Ettore Lombardi (Napoli, 12 agosto 1933Roma, 12 giugno 2006) è stato un cantante e compositore italiano.

Biografia[modifica | modifica wikitesto]

L'artista debutta giovanissimo, alternando la sua carriera di compositore e autore con quella di cantante. La prima affermazione importante avviene nel 1955, allorché si aggiudica il primo premio per il brano " Suspiranno mon amour " cantato da Nilla Pizzi al Festival di Capri. Nel 1959, al Festival della Canzone Marinara di Ischia, si aggiudica il secondo premio con il motivo " Ischia 1600 " cantato da Elio Mauro e Gino Latilla. Come autore e compositore ritorna in gara nel 1960 alla rassegna "Due giorni della canzone napoletana", dove propone " 'A pianta 'e stelle "," 'O ffuoco ", " 'E mmane 'e luna " e " Dint'o scuro ", affidate rispettivamente a Peppino Di Capri, Mina e Paola Orlandi.

Due anni dopo, partecipa al Festival di Napoli con il brano " Preghiera napulitana ", cantato da Aurelio Fierro e Nunzio Gallo. Alla stessa manifestazione ritorna nel 1965, dove propone il motivo " Scordame " interpretato da Gloria Christian e Roy Silver.

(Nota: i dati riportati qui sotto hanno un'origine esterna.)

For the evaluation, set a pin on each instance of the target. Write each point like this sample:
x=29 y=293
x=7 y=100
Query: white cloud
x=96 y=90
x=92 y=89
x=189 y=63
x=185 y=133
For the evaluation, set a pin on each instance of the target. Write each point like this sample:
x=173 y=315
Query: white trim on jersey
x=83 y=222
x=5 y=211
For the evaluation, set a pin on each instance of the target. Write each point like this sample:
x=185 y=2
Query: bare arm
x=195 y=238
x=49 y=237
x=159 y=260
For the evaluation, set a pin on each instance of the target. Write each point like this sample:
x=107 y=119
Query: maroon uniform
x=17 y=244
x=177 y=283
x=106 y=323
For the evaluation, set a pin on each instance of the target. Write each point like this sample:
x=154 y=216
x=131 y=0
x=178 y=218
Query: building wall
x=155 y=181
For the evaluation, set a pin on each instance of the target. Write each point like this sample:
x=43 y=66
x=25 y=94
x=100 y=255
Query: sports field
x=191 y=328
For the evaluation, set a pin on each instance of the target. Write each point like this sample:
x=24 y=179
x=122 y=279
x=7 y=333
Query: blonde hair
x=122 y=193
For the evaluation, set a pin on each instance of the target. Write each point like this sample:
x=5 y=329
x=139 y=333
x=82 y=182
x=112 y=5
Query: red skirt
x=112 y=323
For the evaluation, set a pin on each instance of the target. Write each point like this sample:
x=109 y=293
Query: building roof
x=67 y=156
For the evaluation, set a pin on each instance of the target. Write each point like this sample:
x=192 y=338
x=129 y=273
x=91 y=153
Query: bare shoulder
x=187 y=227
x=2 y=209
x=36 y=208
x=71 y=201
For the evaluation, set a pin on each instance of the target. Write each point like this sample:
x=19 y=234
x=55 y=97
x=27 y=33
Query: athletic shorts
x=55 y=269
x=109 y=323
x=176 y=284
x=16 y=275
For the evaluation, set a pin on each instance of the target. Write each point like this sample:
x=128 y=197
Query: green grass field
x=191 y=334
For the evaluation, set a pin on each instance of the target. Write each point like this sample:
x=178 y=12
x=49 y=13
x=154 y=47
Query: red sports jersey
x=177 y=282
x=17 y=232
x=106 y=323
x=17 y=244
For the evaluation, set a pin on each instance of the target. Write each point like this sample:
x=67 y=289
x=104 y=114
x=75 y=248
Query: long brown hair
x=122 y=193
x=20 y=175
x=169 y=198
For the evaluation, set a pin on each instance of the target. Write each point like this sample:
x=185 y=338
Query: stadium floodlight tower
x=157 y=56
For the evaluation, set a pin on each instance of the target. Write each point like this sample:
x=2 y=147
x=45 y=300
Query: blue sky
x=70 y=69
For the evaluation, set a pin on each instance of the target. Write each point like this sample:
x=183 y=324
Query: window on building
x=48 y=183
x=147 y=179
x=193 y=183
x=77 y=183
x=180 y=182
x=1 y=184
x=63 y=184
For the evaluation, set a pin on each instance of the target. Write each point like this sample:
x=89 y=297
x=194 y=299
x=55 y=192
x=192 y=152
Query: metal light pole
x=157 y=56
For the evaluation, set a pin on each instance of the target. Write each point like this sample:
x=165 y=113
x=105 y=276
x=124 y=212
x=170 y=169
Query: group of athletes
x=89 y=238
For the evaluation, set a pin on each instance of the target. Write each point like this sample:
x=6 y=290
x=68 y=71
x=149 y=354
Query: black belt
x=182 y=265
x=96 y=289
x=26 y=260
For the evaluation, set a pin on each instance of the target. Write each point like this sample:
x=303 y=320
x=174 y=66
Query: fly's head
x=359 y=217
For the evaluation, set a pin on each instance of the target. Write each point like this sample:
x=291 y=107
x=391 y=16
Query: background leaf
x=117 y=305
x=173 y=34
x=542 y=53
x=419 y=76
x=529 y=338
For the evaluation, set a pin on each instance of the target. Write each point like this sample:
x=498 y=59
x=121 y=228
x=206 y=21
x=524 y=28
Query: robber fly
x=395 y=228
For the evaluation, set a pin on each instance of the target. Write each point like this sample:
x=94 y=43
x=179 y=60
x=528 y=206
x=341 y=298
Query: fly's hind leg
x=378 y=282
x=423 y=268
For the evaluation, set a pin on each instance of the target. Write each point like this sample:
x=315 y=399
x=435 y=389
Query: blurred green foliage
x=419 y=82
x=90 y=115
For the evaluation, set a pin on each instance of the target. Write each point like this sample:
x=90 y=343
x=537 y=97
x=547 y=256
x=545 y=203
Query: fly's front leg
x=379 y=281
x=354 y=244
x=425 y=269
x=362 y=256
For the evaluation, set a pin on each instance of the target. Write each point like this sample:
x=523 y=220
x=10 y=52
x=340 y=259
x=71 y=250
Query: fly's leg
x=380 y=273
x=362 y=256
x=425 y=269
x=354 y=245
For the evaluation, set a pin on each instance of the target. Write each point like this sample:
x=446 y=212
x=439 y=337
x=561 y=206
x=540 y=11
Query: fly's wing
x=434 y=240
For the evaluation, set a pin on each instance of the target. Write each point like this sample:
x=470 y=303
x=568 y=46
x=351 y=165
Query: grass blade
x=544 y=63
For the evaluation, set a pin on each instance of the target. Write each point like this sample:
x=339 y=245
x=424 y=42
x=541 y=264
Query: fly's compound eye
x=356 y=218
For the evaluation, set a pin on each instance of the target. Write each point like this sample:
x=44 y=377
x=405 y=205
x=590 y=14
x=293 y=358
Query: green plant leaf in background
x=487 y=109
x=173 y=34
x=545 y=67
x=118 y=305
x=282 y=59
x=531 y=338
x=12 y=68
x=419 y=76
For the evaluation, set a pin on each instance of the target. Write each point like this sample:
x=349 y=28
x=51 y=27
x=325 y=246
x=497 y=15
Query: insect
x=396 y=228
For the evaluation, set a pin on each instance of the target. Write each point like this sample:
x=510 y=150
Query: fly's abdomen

Firmato un contratto discografico per l'etichetta Columbia, incide i brani " Fasulillo " cui segue " E noi siamo al mondo ". Nel 1967 partecipa come autore e cantante al XV Festival di Napoli con il motivo " E facimmmece 'a croce ", abbinato a Don Backy. Dopo la parentesi festivaliera, orienta la sua attività nei night e nelle sale da ballo, soprattutto nei club della Versilia. Nel 1970, con il fratello Guido, realizza uno spettacolo intitolato "Angolo della Canzone" che riscuote unanimi consensi in tutta Italia. Nel 1974 partecipa al programma "Concerto per Napoli", dove propone l'antica " Serenata napoletana " e " 'A pianta 'e stelle ". Nello stesso periodo gira i maggiori palcoscenici della penisola con il recital di canzoni "Allora forse saremmo una nazione", in compagnia del fratello Guido e di Aldina Martano. Nel 1981, con Marisa Laurito e Lina Sastri, prende parte al programma televisivo "Canzonette di storia napoletana" di cui firma anche i testi e che ottiene un lusinghiero successo. Nel 2000 decide di ritornare alla musica, registrando il 33 giri " La mia Napoli " per l'etichetta Edibi.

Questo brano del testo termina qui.